You can't suddenly spring responsibility on a child and expect them to know how to follow through. Start by giving them small tasks like putting away their toys or making their bed.
Be a good role model
One of the best ways to engender responsible behavior is to be a good role model with your own possessions – put your car keys where they belong instead of on the dining room table, and tidy up your stack of magazines instead of leaving them all over the couch.
Choose age-appropriate tasks Give your child appropriate chores for their age and abilities. For example, a 4 year old might be able to help set the table, while an 8 year old might be able to help with yard work.
Create opportunities Household chores can be the perfect arena for teaching responsibility. You're the supervisor, so there's no risk of your child failing in public, yet they can complete a task on their own.
Provide tools that support responsibility Does your child have the tools they need to be organized, on time and self-disciplined? Find tools that will shift those responsibilities onto your child.
Let your child exercise autonomy
If you always do your child's thinking for them, they'll never get the chance to learn. Let your child exercise this ability. If you constantly remind them about things, they won't grow and understand that they need to remember things on their own.

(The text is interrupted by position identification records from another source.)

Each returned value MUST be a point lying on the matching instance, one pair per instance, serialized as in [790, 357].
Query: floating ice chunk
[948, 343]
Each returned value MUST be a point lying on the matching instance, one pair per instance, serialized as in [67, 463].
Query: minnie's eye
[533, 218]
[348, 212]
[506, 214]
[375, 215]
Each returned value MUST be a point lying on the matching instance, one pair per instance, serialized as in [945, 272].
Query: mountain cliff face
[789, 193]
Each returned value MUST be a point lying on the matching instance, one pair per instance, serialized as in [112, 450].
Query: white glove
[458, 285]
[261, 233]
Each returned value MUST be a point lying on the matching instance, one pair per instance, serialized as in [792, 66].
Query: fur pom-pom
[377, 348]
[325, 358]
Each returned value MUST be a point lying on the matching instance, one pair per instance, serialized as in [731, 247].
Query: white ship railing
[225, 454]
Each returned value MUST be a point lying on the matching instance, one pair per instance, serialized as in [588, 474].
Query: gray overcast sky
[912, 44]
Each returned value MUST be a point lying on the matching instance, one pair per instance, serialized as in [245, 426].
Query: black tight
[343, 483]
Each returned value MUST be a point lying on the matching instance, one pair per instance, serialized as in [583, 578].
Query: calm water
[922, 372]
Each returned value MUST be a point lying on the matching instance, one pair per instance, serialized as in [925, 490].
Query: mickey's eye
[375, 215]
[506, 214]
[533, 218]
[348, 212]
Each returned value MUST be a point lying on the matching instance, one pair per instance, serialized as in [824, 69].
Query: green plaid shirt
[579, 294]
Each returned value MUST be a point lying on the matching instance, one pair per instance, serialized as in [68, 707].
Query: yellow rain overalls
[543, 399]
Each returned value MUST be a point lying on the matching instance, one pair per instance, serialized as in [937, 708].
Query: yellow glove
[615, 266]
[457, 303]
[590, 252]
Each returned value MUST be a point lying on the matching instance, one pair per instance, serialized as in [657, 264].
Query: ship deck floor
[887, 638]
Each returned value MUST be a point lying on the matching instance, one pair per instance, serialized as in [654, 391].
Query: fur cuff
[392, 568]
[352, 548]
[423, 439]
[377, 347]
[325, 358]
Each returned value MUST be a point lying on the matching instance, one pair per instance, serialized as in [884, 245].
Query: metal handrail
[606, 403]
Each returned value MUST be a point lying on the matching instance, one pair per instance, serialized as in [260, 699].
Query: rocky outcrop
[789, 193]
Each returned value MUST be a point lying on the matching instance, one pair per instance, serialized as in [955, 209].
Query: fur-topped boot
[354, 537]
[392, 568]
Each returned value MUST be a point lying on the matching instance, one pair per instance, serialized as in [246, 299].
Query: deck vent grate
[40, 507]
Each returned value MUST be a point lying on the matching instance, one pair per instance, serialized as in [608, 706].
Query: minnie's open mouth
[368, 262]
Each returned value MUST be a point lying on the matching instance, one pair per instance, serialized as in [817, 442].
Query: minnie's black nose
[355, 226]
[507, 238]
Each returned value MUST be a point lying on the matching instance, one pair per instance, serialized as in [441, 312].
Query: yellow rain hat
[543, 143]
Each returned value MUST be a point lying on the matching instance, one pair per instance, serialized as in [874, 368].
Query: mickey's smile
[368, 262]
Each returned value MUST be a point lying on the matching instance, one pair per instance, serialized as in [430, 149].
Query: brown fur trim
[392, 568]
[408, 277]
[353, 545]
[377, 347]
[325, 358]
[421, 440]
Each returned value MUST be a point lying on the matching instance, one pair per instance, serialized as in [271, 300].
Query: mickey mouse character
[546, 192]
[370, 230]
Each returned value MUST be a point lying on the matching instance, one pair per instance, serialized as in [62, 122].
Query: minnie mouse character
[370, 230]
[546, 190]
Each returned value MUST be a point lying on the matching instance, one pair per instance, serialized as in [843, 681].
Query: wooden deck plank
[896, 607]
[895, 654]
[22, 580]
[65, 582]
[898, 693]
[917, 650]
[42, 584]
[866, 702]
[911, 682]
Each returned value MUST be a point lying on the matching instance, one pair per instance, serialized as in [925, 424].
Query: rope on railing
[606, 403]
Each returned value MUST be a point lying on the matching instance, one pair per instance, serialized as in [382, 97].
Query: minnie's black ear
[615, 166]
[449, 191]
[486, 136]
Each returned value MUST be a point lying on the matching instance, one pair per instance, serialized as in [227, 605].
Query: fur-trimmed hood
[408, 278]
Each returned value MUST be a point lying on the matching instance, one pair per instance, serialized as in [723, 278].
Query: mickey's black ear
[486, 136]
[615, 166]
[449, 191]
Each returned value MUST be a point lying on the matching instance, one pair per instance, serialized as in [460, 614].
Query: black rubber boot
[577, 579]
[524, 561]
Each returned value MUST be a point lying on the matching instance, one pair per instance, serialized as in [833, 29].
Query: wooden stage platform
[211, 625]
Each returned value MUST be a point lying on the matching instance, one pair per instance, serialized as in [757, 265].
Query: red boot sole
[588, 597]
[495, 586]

Stepping back also means letting kids occasionally fail, which can help build their resilience. Choose low-stakes moments to let them flounder.
Be sure to provide frequent, clear, concrete feedback about your child's efforts; tell your child precisely which behaviors did or did not work well, then give your child a chance to fix them.
When teaching responsibility, it's important to remember that it's not just about getting things done – it's also about developing character traits like honesty and dependability that will serve your child well throughout their life.